The U.S. Embassy in Mexico has issued a statement denying an article in the New York Times that reported Ambassador Anthony Wayne had met with senior Mexican officials to discuss U.S. concerns about the possible appointment of Gen. Moises Garcia Ochoa of Mexico as that country's defense secretary.
"Despite significant reporting in the Mexican press during the presidential transition about the potential candidates to head Mexico's military," the statement, issued Friday, read, "Ambassador Wayne did not discuss Gen. Moises Garcia Ochoa with Miguel Angel Osorio Chong, now secretary of government, or Jorge Carlos Ramírez Marin, now secretary for agrarian, territorial and urban development (SEDATU), as reported in the New York Times story."
The embassy's statement comes 11 days after the Times article about Washington's exchanges with Mexico regarding Garcia Ochoa. It follows an avalanche of outrage in the Mexican media, whose columnists and commentators have accused the United States of "vetoing" Garcia Ochoa's nomination and of infringing on Mexican sovereignty.
Some in the media have called on Mexico's new president, Enrique Peña Nieto, to rethink the terms of his government's cooperation with the Obama administration on security matters.
The embassy statement Friday also came after an earlier statement by William Ostick, a State Department spokesman, that did not dispute the facts in the Times' account.
On Feb. 4, the Times reported that some senior U.S. officials suspected Garcia Ochoa of skimming money from multimillion-dollar defense contracts. It reported that the U.S. Drug Enforcement Administration suspected the general of having links to drug traffickers dating to the late 1990s.
The newspaper reported that Wayne had discussed those concerns with Mexican officials.
In the end, Garcia Ochoa was passed over for his government's top military job. Instead, Peña Nieto appointed Gen. Salvador Cienfuegos Zepeda. The Times reported that it was unclear whether U.S. concerns played a role in Mexico's decision.

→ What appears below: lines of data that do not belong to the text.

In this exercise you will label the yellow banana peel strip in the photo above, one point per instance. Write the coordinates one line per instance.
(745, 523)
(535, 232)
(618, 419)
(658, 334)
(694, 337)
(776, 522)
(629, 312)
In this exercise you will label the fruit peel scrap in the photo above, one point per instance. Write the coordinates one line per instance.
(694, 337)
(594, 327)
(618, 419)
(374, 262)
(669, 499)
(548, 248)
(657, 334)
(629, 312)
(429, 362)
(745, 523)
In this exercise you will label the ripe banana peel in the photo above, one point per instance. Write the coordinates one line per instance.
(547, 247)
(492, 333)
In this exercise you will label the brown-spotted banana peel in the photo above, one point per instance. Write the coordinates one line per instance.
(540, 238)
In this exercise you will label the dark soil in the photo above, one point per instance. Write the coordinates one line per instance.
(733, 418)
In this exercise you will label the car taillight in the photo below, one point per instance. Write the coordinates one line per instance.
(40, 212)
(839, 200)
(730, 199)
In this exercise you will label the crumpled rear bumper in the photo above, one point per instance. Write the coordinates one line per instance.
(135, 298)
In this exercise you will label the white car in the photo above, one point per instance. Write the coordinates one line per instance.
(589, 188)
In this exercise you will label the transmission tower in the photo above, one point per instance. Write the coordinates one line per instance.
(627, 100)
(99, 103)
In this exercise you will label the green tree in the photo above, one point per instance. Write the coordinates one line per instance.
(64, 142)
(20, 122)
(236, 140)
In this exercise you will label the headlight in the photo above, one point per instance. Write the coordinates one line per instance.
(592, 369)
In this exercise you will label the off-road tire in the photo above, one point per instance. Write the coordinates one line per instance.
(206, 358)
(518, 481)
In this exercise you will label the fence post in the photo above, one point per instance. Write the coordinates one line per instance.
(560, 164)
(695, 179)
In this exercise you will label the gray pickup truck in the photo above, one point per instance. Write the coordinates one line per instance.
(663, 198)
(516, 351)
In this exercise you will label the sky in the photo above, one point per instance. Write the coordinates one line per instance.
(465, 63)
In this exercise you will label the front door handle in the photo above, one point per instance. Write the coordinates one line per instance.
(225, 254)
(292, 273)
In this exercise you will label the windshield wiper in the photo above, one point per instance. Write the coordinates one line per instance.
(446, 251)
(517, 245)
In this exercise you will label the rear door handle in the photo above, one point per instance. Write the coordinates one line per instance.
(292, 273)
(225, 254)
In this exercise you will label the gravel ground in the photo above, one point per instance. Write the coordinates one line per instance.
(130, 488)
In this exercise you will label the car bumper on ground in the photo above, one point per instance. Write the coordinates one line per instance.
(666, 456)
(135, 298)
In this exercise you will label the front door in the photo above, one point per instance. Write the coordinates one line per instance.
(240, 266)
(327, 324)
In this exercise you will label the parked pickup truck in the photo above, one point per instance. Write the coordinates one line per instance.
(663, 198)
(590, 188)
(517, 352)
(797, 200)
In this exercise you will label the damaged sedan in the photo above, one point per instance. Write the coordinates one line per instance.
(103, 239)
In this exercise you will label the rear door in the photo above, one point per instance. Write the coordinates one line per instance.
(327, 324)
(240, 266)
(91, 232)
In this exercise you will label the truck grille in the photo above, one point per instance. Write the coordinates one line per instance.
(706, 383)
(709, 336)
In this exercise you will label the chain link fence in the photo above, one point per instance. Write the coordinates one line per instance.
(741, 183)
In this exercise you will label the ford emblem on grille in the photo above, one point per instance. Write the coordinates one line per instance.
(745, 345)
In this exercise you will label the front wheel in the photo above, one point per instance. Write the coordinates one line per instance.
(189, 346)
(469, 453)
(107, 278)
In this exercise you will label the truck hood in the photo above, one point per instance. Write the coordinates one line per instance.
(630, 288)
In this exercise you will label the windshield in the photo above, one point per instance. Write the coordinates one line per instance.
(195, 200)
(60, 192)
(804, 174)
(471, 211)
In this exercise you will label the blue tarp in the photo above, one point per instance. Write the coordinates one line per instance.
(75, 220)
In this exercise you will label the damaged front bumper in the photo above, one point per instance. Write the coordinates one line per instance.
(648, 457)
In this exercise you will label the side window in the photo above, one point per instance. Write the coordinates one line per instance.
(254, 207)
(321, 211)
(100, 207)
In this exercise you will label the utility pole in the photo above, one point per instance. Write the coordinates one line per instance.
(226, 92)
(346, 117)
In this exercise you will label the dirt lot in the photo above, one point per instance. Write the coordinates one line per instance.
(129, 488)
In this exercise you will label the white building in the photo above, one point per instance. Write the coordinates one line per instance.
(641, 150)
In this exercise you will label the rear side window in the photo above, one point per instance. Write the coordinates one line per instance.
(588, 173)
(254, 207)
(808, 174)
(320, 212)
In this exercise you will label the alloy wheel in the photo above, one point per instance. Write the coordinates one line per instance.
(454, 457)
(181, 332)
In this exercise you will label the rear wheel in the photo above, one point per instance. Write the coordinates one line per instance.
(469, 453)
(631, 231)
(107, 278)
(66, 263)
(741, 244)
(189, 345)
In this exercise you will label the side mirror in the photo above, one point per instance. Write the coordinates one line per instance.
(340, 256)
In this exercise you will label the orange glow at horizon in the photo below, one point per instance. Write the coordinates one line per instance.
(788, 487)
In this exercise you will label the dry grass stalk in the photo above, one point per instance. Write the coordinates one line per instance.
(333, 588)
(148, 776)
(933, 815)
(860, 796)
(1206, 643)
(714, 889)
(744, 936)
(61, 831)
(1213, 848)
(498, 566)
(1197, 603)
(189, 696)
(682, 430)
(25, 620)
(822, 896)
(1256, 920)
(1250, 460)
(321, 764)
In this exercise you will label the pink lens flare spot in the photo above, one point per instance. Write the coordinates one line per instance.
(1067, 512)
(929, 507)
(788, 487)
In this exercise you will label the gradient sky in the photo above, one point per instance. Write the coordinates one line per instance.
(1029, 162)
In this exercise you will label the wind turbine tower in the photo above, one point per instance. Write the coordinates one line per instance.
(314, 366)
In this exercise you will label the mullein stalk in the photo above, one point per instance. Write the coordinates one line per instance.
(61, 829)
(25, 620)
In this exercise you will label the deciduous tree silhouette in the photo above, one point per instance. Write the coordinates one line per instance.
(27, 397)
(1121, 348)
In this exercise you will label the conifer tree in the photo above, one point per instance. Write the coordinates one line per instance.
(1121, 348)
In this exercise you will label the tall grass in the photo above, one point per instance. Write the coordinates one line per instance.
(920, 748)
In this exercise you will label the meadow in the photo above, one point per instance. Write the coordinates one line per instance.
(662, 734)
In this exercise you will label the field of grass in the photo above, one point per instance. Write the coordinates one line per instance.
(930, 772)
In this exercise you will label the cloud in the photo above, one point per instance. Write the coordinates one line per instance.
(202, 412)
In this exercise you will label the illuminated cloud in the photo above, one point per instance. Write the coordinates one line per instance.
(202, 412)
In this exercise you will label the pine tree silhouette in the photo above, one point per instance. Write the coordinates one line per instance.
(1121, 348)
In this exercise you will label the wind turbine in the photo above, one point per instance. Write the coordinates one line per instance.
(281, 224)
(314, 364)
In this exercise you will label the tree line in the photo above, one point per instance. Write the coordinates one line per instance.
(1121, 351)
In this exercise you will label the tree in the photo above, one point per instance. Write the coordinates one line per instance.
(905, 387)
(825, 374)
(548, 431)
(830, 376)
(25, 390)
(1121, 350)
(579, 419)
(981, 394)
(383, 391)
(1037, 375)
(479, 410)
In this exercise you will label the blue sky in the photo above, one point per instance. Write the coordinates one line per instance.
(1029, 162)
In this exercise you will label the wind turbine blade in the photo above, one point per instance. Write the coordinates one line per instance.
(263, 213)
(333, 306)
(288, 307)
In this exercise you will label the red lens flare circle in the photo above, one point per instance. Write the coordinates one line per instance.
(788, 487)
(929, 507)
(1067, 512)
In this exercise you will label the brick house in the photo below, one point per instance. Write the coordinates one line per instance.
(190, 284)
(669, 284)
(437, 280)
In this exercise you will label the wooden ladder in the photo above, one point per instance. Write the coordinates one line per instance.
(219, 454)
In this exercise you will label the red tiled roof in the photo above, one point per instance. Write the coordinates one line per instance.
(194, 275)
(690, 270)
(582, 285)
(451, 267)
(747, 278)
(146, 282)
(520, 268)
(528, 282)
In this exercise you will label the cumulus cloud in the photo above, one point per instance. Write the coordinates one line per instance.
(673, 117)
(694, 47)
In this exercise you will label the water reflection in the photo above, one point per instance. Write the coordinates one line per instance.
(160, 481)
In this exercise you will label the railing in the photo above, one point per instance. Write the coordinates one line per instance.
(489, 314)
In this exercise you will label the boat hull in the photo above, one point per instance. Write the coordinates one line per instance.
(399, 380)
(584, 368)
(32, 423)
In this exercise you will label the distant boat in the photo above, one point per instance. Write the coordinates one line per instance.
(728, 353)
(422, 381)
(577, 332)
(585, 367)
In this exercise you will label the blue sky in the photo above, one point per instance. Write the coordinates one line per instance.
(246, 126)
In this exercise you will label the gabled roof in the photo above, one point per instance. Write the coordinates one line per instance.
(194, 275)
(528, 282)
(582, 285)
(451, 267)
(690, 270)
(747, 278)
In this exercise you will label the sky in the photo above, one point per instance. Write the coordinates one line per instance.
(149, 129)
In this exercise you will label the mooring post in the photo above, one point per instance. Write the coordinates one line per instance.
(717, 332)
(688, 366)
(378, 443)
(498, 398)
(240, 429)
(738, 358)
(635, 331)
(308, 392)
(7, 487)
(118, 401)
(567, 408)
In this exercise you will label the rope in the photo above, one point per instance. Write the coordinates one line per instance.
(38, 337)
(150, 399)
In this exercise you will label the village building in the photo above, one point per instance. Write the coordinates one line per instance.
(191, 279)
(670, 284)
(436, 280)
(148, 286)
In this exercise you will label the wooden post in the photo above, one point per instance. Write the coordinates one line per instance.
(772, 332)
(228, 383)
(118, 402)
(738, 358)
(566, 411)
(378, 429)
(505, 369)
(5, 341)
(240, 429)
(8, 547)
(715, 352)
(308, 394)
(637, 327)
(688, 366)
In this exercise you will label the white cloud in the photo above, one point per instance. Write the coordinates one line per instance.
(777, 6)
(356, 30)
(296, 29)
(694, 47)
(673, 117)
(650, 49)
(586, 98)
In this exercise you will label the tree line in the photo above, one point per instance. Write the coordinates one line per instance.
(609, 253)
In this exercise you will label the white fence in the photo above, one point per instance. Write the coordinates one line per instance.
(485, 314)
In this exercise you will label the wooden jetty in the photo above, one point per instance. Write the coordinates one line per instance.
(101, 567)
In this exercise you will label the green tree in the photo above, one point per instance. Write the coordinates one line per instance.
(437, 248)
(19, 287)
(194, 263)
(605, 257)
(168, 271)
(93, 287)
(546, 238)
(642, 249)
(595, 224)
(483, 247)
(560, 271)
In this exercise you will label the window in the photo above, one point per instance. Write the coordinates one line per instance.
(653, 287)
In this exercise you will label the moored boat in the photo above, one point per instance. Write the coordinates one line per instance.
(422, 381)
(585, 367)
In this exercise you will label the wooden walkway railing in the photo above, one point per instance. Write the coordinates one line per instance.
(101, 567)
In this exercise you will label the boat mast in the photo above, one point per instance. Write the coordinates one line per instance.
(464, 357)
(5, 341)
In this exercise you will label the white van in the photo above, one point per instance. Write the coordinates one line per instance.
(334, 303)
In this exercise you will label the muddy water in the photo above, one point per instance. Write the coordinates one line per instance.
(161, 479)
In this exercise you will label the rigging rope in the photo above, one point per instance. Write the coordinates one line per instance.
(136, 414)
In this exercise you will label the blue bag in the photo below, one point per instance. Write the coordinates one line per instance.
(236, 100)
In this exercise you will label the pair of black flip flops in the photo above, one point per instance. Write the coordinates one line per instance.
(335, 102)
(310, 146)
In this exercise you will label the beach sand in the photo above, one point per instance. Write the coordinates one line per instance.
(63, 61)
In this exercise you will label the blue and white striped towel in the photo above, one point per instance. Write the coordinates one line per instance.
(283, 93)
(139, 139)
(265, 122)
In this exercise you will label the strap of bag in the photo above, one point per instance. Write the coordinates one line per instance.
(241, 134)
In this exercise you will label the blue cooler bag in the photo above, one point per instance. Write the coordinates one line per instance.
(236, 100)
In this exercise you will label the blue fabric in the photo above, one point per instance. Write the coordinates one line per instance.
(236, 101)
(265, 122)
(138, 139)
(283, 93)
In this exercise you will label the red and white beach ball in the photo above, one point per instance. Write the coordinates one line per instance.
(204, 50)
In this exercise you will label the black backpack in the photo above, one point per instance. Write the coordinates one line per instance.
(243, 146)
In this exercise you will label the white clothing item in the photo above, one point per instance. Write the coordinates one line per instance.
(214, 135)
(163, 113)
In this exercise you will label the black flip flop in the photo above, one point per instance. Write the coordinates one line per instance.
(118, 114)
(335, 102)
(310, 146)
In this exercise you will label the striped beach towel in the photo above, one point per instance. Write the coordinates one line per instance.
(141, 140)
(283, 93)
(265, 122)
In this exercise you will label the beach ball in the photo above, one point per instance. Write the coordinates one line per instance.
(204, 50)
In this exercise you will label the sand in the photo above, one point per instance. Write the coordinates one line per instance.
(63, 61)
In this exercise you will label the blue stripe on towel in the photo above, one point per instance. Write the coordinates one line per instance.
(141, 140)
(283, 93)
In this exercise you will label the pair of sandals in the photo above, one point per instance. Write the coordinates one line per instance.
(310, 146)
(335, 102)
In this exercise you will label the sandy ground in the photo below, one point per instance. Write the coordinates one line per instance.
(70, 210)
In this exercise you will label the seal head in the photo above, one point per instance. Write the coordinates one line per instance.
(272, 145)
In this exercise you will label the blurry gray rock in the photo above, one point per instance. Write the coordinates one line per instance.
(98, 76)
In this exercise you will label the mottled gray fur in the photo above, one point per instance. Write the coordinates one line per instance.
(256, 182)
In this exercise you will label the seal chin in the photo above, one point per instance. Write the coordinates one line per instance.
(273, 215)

The Mexican government made no statement to the Times on the article. But Osorio Chong denied to Mexican newspapers that the United States had vetoed or made suggestions on any appointment, and Ramírez Marin has told Mexican reporters that while he and Osorio Chong were present at a meeting with the ambassador before Peña Nieto's inauguration on Dec. 1 to discuss relations between the two countries, the general's possible appointment was not discussed.